E-commerce: a price monitoring solution using Big Data


The golden rule for an e-trader is to be the most competitive on the prices of items and to manage their promotion. E-commerce players have to justify the real drop in prices on their special offers or sales. Ditto for event sales specialists. To meet this need, Octopeek has developed a price watch solution based on a Big Data platform.

Online sales sites offer hundreds of thousands of items. Some are general e-commerce sites with all types of categories: clothing, shoes, care products, furniture, small household appliances, food, etc. Others specialize in as smaller range of products. All have daily offers on line every day. Thousands of products and therefore prizes must be verified by the pricing and purchase teams as part of promotional sales*. Additionally, they must do this in an extremely short period of time, sometimes less than a week before the launch of these sales. Distributors only have a few days to research and check several hundred prices on sellers and brands’ sites. These brand sites are the only ones to show the famous Recommended Retail Price or RRP of the item when it comes onto the market.
How can the team find hundreds of prices within the time limit? How can you mobilize the necessary internal resources while preserving your margin? The workload is overwhelming and extremely time-consuming for distributors.

Construction of the Big Data platform and price watch software

To meet this need, Octopeek has developed price watch software on a Big Data platform. The Octopeek solution queries the e-shops of suppliers and manufacturers of products to gather the price, sku, availability and other pertinent details. The data is stored in our Big Data infrastructure. This is sourced and structured and can be exploited and interrogated by the customer as needed.

The architecture of the solution is divided into 3 parts:

  1. Data recovery
  2. Data ingestion
  3. Data restitution

The dataflows are implemented via Apache NiFi. Python scripts take care of collecting the data and depositing it in directories monitored by MiNiFi (minimalist NiFi processes). As soon as a new file is dropped into the target directory, the MiNiFi ingests it and sends it to the central NiFi cluster. The NiFi cluster implements the different dataflows that feed the databases used by the price watch application. The data is first fed into an Apache Hive database that allows both archiving (under HDFS) and one-off reporting.

Using ElasticSearch as a business database

Another NiFi workflow is responsible for creating the ElasticSearch indexes that will serve the web application via API. Using ElasticSearch as a business database allows you to take advantage of its query speed (low latency) and the search engine (Lucene). This has a search engine for the database including features such as auto-completion, automatic correction and management of synonyms.

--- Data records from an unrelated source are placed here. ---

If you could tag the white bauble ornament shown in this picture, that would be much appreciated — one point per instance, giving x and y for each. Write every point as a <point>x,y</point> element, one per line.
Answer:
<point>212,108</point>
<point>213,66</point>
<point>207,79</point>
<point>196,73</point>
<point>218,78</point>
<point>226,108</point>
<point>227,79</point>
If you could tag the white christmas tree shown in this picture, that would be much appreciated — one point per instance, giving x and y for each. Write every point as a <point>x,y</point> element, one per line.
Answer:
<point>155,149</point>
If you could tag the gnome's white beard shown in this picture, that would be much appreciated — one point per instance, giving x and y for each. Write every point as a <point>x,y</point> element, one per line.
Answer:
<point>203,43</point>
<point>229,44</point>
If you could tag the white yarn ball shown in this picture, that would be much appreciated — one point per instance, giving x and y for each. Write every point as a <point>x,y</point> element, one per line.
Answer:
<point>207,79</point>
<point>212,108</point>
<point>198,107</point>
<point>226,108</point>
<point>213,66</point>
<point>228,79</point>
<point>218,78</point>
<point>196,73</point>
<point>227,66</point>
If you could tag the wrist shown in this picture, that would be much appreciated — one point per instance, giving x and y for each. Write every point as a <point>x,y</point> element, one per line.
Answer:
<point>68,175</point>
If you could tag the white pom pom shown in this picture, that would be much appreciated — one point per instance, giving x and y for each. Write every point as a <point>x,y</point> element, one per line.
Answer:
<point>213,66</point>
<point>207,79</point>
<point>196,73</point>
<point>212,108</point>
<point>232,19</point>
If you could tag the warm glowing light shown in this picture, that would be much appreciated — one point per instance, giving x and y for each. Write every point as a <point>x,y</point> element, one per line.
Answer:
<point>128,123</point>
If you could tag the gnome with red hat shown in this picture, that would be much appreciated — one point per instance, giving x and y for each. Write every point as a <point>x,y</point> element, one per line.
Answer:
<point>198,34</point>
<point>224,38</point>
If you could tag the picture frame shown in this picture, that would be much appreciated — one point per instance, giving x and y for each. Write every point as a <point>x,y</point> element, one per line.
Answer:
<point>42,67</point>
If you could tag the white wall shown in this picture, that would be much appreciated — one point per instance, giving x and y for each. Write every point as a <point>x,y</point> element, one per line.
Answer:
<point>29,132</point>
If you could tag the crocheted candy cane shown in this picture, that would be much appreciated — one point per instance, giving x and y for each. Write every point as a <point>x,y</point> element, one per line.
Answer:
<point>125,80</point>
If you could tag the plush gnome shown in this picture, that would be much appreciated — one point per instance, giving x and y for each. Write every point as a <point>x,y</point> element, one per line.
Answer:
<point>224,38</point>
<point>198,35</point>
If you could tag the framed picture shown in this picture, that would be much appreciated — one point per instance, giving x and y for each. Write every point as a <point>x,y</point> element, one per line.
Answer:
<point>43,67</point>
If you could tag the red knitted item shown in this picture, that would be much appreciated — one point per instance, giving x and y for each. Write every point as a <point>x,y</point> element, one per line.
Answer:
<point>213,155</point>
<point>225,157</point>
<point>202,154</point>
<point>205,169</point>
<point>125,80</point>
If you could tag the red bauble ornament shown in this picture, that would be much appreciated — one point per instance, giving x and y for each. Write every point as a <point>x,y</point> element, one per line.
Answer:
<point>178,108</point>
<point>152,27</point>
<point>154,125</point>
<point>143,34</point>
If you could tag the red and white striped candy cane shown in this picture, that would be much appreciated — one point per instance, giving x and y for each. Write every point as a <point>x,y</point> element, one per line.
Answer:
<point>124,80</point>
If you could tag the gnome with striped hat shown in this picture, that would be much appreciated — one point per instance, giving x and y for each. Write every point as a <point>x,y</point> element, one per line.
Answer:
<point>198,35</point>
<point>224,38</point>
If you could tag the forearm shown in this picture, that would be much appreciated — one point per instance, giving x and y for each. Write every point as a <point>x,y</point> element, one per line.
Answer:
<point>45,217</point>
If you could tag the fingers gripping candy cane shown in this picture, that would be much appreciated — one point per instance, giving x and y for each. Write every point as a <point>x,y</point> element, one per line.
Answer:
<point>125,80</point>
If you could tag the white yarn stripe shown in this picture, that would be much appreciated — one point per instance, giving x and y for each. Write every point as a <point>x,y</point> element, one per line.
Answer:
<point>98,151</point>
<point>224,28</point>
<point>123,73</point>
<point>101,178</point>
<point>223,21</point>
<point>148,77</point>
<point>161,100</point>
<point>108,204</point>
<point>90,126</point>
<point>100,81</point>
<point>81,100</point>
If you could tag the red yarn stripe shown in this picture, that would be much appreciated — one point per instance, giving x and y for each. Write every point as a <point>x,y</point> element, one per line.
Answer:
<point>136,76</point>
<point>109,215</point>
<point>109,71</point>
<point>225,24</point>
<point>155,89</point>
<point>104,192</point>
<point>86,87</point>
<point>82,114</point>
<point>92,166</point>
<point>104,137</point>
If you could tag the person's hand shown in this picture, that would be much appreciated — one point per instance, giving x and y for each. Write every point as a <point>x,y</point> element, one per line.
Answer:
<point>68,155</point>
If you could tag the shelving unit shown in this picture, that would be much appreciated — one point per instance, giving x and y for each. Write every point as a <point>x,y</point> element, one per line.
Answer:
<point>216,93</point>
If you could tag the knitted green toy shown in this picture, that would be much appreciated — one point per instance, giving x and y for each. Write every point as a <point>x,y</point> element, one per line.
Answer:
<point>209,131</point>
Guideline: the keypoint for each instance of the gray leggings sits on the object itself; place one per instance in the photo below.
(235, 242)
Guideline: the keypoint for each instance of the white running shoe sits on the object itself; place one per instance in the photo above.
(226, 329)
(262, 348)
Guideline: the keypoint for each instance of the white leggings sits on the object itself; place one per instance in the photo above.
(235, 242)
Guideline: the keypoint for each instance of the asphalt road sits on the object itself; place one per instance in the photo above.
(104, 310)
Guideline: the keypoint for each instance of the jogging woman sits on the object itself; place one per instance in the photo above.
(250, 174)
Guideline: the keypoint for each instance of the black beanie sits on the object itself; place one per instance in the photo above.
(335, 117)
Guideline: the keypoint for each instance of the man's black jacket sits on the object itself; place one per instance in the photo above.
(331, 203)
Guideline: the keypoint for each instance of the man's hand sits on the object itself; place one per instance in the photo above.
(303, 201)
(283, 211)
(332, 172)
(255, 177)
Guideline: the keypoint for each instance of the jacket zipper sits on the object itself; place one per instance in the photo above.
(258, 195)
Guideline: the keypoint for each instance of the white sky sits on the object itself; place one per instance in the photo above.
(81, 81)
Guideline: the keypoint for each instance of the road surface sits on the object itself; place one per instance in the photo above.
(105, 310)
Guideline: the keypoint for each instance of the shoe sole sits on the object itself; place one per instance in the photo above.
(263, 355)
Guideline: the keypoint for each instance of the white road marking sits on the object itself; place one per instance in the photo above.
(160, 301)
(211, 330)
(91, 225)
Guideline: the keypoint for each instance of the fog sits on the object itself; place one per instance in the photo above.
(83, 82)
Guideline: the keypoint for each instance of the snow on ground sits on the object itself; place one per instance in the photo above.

Finally, an important part of the solution implemented by Octopeek is the restitution of data via an intuitive and easy-to-use web application, validated by customer business teams. Octopeek’s goal is that a simple tutorial allows a user to quickly become productive with the tool.

*In 2017, 19 e-commerce companies were fined by the Direction Générale de la Concurrence, de la Consommation et de la Répression des Fraudes – DGCCRF (Directorate General for Competition, Consumption and the Prevention of Fraud) for a total amount of 2.4 million Euros. 116,000 establishments and 11,000 websites were audited.   A first in France, accompanied by requests for documents and prerequisites.  15,000 reports have been drawn up, and not only distributors are included. The brands themselves via their own promotions on their e-shop sites have had to justify an effective price reduction compared to their initial RRP (Recommended Retail Price). The same treatment goes for the airline sector, where advertised promotions on airline tickets were not consistent with the RRP.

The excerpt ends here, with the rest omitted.